There's a tool on GitHub called Heretic. You point it at any open-weight language model and it removes the safety alignment. Permanently. Takes about 45 minutes on a consumer GPU.
This isn't a jailbreak. That's the part worth paying attention to.
Jailbreaks were social engineering. You'd write a clever prompt, trick the model into playing a character, and it'd answer your question until the next update patched the trick. Cat-and-mouse. Someone on Reddit would have a new one by Thursday.

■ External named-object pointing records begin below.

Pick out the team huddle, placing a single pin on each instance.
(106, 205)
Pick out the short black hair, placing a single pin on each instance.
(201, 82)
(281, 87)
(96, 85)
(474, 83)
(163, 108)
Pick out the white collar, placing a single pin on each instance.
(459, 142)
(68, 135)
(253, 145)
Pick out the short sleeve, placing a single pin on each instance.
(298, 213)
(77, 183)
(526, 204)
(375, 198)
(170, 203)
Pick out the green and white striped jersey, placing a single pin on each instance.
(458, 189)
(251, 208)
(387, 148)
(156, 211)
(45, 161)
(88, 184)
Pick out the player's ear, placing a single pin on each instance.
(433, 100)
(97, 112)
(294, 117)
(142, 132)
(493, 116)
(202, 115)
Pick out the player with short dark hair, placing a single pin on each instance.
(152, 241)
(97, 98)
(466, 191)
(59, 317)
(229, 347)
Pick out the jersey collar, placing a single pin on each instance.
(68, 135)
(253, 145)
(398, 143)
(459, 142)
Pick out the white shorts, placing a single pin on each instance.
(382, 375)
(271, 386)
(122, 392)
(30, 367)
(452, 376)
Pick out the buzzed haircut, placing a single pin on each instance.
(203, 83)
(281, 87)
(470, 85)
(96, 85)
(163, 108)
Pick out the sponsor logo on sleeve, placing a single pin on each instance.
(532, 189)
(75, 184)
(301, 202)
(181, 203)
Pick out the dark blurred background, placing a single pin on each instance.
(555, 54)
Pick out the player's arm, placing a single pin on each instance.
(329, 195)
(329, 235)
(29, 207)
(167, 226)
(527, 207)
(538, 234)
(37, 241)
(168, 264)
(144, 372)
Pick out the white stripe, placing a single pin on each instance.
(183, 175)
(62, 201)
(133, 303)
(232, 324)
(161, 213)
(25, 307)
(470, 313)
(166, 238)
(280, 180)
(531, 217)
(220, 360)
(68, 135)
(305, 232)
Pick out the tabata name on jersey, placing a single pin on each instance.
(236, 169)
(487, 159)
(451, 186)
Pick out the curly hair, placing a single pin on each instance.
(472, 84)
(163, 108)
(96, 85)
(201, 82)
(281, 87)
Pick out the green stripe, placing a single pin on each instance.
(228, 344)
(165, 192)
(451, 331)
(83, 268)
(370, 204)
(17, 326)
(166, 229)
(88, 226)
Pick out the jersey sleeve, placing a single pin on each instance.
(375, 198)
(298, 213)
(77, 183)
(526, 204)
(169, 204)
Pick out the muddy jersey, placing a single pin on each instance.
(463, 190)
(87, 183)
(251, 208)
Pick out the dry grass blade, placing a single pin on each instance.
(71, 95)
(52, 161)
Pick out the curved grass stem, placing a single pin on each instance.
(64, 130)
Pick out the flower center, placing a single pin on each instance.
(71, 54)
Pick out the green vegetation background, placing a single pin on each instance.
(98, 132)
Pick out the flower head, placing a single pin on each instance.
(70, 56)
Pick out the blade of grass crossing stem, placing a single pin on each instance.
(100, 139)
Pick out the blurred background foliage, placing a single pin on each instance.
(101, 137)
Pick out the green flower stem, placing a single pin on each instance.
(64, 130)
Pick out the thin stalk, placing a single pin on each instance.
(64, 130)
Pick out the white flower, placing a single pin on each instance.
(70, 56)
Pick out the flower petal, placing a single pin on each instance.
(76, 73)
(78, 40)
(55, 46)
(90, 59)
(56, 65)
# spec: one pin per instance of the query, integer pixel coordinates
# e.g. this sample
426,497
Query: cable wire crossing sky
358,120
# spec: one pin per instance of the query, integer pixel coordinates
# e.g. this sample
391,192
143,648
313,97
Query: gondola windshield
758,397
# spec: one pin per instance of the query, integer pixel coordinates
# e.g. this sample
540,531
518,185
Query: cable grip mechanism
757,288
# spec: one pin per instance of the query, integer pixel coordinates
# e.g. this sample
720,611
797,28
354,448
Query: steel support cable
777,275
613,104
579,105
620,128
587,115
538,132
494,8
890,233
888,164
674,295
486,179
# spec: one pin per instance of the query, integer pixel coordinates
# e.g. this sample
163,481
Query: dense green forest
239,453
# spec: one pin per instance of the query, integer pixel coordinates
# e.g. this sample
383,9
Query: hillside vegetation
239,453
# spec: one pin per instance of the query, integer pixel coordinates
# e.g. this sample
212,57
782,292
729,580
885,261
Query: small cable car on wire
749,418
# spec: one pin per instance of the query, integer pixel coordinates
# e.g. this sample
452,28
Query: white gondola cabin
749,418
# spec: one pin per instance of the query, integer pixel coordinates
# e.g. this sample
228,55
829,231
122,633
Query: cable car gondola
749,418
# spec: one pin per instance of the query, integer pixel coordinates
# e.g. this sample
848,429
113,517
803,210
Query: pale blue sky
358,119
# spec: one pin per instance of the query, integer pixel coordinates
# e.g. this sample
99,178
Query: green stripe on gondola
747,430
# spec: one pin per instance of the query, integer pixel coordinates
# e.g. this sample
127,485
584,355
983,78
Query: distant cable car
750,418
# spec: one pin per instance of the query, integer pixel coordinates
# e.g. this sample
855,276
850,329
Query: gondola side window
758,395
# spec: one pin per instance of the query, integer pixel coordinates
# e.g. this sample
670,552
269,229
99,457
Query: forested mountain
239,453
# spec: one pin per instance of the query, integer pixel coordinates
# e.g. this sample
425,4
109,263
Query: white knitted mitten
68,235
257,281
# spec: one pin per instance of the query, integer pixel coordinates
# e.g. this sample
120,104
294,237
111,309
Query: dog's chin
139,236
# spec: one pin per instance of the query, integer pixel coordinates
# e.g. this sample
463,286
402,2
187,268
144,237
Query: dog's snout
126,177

Heretic does something else entirely. Turns out safety training creates a single identifiable direction in the model's internal geometry. One vector. You compute it by comparing how the model processes prompts it'd refuse versus prompts it wouldn't, then project that direction out of the weight matrices. The model keeps its capabilities. It just loses the ability to say no.
A 2024 paper found the direction. By late 2025, someone automated the removal with a standard optimization library. One pip install. One command. Eighteen months from research paper to one-click tool. And the automated version actually produces less capability damage than hand-tuned versions made by human experts.
Here's what that means for the safety labs. Their entire regulatory pitch requires alignment to be deep, robust, something only well-resourced organizations can get right. That's the argument for licensing regimes that happen to protect their market position.
A solo developer with an Optuna loop just proved it's a thin behavioral layer deletable with a dot product. Which means regulatory capture around alignment is symbolic theater. It regulates distribution, not capability. You can lock down who's allowed to train models. You can't lock down linear algebra.
The kids always find a way. They always have. The only difference now is it looks like math instead of a proxy server. And the tools get more elegant every generation.